First published in BW Businessworld here.
Soon after President Kennedy famously committed to landing a person on the moon, NASA’s Jet Propulsion Laboratory (JPL) started working on the Surveyor; an unmanned machine that would soft-land on the moon, take measurements, photographs and subsequently deploy a small roving vehicle.
But soon, engineers at JPL hit a roadblock. They couldn’t begin designing the Surveyor as no one knew what the moon’s surface was like. And no one knew that because no craft had landed on the moon yet. (Microsoft Excel aficionados will recognize this as a ‘circular reference error’)

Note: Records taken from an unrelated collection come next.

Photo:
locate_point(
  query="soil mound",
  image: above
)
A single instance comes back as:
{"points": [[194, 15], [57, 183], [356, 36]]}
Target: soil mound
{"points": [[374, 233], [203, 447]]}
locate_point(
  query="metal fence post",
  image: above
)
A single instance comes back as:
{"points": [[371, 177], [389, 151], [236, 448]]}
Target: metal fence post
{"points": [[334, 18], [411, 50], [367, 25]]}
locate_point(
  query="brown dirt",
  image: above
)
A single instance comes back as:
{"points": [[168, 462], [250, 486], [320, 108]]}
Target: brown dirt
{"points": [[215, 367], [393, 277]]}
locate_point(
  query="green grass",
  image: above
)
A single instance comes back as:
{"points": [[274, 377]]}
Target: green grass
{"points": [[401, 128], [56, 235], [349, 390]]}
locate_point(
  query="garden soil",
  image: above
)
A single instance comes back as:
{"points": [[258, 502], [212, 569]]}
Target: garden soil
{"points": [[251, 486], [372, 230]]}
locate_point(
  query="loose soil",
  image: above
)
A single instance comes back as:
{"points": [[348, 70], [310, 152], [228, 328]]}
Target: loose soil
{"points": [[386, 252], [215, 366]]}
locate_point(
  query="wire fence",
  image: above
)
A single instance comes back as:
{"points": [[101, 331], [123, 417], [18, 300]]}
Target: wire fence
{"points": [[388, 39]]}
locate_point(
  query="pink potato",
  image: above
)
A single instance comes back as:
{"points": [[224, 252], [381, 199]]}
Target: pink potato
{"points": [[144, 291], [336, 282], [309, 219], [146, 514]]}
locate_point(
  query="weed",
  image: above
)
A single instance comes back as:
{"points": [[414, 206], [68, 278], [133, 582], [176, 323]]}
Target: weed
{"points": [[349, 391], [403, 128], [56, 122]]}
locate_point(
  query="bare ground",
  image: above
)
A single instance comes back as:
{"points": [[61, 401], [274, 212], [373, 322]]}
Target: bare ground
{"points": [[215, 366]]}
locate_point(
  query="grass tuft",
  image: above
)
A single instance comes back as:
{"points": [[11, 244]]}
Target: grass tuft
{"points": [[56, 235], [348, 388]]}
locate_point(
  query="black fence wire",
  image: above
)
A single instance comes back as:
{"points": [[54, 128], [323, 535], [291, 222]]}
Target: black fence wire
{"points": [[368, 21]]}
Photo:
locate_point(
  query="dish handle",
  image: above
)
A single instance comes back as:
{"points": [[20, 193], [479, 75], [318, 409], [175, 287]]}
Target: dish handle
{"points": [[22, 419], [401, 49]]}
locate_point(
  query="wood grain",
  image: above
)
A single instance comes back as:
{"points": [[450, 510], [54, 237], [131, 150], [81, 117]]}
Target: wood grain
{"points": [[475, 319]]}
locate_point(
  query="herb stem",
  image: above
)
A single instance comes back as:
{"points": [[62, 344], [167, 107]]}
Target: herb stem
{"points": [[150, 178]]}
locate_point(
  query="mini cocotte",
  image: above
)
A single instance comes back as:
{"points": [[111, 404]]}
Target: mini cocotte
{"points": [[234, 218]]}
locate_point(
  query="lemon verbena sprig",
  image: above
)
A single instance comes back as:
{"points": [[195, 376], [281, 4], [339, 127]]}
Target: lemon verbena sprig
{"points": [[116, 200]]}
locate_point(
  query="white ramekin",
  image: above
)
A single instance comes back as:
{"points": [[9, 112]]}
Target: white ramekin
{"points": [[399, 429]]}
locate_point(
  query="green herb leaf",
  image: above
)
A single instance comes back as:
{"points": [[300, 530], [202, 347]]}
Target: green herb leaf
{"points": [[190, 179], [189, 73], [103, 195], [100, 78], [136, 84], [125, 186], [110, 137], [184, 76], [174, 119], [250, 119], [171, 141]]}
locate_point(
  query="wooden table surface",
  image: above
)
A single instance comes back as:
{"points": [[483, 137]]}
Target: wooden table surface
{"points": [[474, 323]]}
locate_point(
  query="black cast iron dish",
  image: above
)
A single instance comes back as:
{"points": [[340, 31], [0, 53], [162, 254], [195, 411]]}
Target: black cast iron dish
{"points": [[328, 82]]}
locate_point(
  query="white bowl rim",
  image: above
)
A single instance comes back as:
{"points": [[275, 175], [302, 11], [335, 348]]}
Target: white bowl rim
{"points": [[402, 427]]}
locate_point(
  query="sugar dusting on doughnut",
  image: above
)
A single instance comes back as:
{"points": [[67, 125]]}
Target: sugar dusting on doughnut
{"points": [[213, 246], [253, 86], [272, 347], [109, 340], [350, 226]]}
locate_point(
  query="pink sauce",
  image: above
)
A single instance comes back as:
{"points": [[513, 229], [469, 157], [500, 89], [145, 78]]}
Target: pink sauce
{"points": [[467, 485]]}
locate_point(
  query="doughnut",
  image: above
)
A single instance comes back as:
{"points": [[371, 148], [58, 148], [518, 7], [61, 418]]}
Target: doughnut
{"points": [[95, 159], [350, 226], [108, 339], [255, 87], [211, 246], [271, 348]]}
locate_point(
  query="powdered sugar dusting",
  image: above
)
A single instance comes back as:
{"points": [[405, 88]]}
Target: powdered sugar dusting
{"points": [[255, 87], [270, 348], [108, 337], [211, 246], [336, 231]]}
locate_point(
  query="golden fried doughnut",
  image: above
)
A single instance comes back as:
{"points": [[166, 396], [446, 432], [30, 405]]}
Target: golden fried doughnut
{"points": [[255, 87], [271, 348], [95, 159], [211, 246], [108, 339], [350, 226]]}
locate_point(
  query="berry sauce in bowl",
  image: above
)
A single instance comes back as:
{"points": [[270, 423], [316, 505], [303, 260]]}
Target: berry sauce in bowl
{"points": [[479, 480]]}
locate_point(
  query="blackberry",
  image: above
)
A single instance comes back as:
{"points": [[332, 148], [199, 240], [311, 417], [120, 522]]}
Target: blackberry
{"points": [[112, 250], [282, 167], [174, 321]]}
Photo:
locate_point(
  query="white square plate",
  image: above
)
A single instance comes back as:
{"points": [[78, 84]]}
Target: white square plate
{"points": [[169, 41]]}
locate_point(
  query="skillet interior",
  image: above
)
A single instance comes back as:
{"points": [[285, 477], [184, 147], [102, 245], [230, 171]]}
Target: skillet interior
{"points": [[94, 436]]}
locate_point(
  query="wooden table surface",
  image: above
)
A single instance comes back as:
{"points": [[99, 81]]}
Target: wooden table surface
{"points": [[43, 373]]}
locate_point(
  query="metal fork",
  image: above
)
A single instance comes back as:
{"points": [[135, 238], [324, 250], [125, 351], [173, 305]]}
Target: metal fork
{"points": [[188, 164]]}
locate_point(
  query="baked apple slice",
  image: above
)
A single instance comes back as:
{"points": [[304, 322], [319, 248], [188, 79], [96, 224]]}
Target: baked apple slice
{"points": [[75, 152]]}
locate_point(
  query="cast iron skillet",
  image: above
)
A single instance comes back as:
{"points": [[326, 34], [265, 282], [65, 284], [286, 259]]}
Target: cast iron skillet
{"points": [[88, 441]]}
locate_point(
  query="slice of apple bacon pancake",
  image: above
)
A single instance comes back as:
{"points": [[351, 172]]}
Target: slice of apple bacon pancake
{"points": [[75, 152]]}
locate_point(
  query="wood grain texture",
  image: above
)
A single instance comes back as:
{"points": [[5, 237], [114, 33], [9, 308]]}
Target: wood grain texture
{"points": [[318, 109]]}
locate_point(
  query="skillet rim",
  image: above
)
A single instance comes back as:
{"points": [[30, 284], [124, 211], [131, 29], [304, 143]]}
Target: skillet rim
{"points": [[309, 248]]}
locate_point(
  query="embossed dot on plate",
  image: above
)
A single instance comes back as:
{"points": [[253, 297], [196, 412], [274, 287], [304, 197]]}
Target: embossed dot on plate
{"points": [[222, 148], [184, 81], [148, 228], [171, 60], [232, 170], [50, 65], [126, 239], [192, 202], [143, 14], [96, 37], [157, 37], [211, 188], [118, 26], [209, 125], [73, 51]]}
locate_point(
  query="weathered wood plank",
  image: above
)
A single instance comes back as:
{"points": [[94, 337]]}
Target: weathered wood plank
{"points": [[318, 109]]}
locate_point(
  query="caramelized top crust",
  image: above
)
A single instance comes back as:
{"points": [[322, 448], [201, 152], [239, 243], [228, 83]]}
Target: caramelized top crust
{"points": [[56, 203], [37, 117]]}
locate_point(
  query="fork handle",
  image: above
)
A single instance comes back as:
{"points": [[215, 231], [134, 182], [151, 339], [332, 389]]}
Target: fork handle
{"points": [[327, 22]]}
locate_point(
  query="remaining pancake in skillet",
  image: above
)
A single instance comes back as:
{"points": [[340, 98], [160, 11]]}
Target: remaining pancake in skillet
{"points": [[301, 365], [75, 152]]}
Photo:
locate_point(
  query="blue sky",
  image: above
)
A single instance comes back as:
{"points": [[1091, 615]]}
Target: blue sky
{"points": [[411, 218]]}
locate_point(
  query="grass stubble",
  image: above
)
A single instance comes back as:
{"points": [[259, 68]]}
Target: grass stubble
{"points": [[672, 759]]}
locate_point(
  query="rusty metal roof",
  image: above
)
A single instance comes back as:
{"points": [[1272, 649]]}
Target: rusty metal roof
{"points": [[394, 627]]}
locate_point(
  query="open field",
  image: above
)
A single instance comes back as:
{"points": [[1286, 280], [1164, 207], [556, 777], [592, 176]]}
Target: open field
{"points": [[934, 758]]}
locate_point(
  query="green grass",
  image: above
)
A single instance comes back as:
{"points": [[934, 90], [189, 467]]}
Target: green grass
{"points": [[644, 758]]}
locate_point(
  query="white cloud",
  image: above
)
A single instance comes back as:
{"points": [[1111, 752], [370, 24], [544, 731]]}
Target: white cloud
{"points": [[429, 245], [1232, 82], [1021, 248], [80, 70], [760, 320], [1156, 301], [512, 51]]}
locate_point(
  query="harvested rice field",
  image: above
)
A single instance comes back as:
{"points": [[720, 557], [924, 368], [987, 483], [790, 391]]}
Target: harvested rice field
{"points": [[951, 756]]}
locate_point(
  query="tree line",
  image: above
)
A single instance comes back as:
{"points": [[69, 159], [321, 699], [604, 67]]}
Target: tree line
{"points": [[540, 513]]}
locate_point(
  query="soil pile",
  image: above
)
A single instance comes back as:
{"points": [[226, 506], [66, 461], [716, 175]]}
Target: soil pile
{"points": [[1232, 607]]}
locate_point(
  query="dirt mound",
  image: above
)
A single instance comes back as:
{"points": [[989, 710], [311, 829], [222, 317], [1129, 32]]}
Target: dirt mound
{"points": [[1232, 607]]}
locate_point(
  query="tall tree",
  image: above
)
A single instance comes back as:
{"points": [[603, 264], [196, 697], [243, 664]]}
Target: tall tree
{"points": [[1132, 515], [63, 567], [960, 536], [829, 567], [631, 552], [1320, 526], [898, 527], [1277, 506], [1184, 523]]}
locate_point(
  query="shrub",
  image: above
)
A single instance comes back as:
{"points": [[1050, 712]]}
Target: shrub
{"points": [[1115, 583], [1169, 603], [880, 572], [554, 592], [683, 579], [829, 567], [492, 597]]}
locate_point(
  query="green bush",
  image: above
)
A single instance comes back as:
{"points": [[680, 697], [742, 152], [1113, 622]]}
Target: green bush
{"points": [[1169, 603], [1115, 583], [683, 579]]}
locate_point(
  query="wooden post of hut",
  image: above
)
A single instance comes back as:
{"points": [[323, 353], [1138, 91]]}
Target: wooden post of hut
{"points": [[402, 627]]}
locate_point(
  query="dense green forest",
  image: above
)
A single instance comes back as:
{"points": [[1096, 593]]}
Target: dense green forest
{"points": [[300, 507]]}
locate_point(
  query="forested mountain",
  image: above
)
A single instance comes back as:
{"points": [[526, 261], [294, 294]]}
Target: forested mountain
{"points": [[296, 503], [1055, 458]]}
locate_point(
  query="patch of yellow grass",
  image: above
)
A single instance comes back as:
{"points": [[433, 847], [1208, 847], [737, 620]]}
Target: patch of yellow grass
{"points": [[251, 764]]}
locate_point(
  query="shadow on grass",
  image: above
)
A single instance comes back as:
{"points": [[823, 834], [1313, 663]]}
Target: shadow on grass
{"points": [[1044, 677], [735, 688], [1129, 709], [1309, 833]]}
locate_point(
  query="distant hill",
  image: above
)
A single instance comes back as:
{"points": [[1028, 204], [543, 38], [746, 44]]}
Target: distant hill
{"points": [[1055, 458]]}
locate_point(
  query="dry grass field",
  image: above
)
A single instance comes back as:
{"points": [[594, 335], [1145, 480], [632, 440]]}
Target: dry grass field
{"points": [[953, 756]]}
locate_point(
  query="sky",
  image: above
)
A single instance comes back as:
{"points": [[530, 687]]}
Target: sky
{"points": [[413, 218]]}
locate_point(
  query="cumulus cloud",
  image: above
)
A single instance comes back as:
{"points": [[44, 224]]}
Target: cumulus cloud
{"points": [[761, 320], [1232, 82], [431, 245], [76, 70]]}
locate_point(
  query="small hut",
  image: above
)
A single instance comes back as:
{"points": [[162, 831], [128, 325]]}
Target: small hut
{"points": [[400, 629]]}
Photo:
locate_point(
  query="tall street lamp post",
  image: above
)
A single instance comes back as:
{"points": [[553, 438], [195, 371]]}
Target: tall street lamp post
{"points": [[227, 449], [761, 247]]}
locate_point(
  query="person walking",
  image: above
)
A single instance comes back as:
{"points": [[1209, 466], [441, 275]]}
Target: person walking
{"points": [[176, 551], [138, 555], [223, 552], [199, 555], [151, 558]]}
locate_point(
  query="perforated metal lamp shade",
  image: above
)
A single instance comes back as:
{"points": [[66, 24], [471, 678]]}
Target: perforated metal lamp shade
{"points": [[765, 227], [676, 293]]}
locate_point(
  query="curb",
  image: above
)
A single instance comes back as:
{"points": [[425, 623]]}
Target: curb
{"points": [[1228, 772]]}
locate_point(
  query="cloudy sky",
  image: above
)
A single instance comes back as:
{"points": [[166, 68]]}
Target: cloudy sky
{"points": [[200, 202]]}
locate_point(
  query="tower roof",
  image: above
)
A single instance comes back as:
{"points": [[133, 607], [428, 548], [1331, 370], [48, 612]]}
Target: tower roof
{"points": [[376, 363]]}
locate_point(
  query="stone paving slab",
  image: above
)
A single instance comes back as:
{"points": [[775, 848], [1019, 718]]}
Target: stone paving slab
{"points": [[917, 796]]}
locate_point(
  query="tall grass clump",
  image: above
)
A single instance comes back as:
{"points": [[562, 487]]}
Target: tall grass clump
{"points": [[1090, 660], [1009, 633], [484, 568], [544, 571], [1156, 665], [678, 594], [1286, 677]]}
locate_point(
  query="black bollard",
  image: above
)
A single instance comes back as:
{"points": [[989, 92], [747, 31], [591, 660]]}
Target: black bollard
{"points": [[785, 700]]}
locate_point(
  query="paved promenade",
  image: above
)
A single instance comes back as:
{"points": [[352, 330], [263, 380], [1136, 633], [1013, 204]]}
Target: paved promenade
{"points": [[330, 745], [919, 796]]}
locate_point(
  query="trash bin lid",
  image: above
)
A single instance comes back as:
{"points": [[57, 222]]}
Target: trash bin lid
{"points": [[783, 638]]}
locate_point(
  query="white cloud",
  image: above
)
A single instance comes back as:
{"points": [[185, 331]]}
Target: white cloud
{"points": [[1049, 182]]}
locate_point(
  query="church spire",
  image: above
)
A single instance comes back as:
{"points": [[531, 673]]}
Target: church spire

The moon’s surface could be soft and powdery due to eons of meteoric bombardment or could be filled with sharp needle-like crystals or could be a jumble of boulders. While scientists had multiple theories, no one had the detailed specifications the Engineers needed. With ambiguity about the lunar surface, the engineers couldn’t design the craft and work on the Surveyor stopped.
And then a scientist, Phyllis Buwalda, gave the engineers the detailed specifications they wanted. She described the lunar surface as hard and grainy, with slopes of no more than fifteen degrees, scattered small stones and boulders no more than about two feet across spaced here and there. With specifications in place, JPL engineers and subcontractors got to work. In fact, between 1966 and 1968, JPL sent seven robotic spacecrafts as part of the Surveyor program: preparing the ground for putting a man on the moon in 1969.
People asked Phyllis afterwards – how did she know so much about the moon’s surface to give such detailed specifications? She said ‘Look, the engineers can’t work without a specification. If it turns out to be a lot more difficult than this, we aren’t going to be spending much time on the moon anyways.’ Because of the uncertainty around the specifications, the team couldn’t do anything and there wouldn’t be a moon-rover anyways. So, she picked out something that she thought was the best bet and ruled out things for which the team couldn’t build for anyways.
This amusing tale (from Richard Rumelt’s Good Strategy, Bad Strategy) holds a valuable lesson; sometimes when we let process overpower us, paradoxically, it could become a barrier to achieving the desired outcomes.
It’s very easy for corporations to become prisoners of their own checklists and process templates. In many large organizations, teams are lulled into focusing on ticking boxes in checklists, following the steps defined or chasing other team members for specified inputs. Simply adhering to the process is mistaken for success. And one never realizes when gateways turn into gatekeepers to initiative; milestones turn into millstones and when creative leaps are frowned upon.
In such instances, it’s easy to forget the desired outcomes the process was originally created to deliver.
This is not to undermine the value of processes. Good processes save time and effort, stream-line work-streams and can help reduce costs. And especially in today’s complex and globalized environment, processes are critical to consistently creating and delivering value.
As business leaders we have the responsibility to keep customer and business outcomes at the center-stage, watch out for processes overpowering ingenuity and creativity and to ensure that adherence to process does not slip into a docile surrender of initiative.
And Phyllis Buwalda’s story is as relevant to us today, as it was to engineers at JPL in 1965.